Matt Patricia's Lions Need To Hit A Home Run In The First Round, And It Starts With Trading The Pick

Logan Lockhart
BarnBurner Sports Writer

@lgllockhart

Monday, April 20, 2020


The Intrigue In The 2020 NFL Draft Starts With The Third Pick, Putting The Pressure On The Lions

Much like the 2019 NFL Draft, the intrigue in this year’s installment will begin at pick number three, which means the pressure is on for Matt Patrcia’s Lions.

 

Detroit traded CB Darius Slay to Philadelphia in March, and ranked fourth-worst for pass defence in the league according to Football Outsiders a year ago, making its secondary a priority on draft day.

 

With the third overall pick, the Lions have endless options--draft the best player available, select a defensive back, or trade down. 

 

“I definitely think it’s in their best interest to move it (the pick),” said Tyler Mulligan from Fantasy Six Pack on BarnBurner Network’s NFL Blitz on Wednesday. “Get more value out of the pick because either way it looks as though they’re going to go with Jeff Okudah.”

 

The Ohio State CB Okudah has skyrocketed on draft boards around the nation from analysts and insiders alike over the last month. 

 

But is it impossible to ignore the motives of the two teams below the Lions picking at five and six overall respectively--the Dolphins and the Chargers. Both franchises are almost guaranteed to target a quarterback with their early first-round picks, giving the Lions leverage in what they can do with the third selection.

 

“If the Chargers were to do it (trade up to three), they’d probably have to trade their sixth overall, 37th overall, as well as a future first-round pick,” said Mulligan. 

 

It is fair to place that kind of value on a third overall pick, making it a haul that the Lions should not refuse if offered to by either Miami or Los Angeles.  

 

Is Okudah a can’t miss prospect? Maybe.

 

But is he a cornerback that separates himself so much from other prospects at his position in the 2020 NFL Draft? No.

 

Clemson’s A.J Terrell and Florida’s C.J Henderson aren’t necessarily a whole tier below Okudah for cornerback talent in this year’s class. 

 

For Detroit to take Okudah at three would be a stretch, and a missed opportunity to add assets and value to the roster.
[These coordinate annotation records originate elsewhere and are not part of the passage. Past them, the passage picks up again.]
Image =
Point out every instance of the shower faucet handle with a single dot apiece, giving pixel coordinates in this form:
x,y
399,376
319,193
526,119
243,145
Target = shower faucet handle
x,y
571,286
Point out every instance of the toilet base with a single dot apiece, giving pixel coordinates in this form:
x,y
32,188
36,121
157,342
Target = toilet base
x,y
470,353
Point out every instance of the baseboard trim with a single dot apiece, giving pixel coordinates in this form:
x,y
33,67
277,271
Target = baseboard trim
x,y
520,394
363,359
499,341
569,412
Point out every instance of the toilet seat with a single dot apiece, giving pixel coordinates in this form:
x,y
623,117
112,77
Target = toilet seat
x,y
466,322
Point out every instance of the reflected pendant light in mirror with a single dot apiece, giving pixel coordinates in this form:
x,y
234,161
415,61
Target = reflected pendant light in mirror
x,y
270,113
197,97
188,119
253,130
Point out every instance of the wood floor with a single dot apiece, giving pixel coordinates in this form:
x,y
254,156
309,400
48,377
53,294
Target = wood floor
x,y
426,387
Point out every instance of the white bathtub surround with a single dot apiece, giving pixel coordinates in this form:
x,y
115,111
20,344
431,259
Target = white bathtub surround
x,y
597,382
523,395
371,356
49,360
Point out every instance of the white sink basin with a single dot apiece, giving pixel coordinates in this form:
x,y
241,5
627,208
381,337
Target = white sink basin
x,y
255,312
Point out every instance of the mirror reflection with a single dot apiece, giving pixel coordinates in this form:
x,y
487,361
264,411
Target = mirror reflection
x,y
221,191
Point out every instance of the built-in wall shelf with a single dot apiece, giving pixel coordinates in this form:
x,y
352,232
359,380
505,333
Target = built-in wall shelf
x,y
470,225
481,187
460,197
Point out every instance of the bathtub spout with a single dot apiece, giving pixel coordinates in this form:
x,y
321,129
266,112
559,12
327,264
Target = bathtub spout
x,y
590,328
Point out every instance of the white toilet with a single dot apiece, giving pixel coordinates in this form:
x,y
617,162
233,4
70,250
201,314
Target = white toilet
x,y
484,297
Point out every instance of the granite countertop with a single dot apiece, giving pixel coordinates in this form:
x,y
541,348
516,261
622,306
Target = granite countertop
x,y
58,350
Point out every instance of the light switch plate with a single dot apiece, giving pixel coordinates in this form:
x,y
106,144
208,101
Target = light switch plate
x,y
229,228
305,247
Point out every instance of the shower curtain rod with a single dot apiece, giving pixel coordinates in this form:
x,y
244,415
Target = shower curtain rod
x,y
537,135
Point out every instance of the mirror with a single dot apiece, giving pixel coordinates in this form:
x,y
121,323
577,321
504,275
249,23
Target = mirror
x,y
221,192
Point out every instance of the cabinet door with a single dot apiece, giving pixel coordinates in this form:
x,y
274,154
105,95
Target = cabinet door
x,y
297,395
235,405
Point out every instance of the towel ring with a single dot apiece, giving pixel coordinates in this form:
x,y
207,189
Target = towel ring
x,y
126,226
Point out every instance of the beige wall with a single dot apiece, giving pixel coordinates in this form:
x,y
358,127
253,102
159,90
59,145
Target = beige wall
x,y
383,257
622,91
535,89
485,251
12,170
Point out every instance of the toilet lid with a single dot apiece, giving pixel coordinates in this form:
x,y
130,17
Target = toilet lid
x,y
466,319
The Lions would be better served on taking Okudah at five or six, depending on which team wants to swap picks. This scenario also assumes the Giants wouldn’t select the Buckeye with their fourth overall selection. 

 

In recent draft history, selecting a defensive back in the top five has been a gamble, based on the quantity available from the position later in the first round. 

 

Fifth overall pick in 2016, Jalen Ramsey, proved to be evaluated and selected at the appropriate time, and credit to Jacksonville for doing so. But in other cases, the selection of a defensive back so early in the first round have been questionable based on the talent could have been taken much later in the round at that position. 

 

“Denziel Ward was the fourth pick in the draft (by Cleveland in 2018), but I think if you talk to anyone in football right now they’d tell you (18th pick of the draft by Green Bay) Jaire Alexander is better,” said Chris Simms on Chris Simms Unbuttoned on NBC Sports on April 14.

 

In 2020, the Lions must trust their evaluations on the cornerbacks available, and not spend a premium pick on a player that can be taken much later. 

 

Trading down from third overall is in the best interest for Detroit. For improving the roster right now and adding significant value for the future, it should be a no brainer.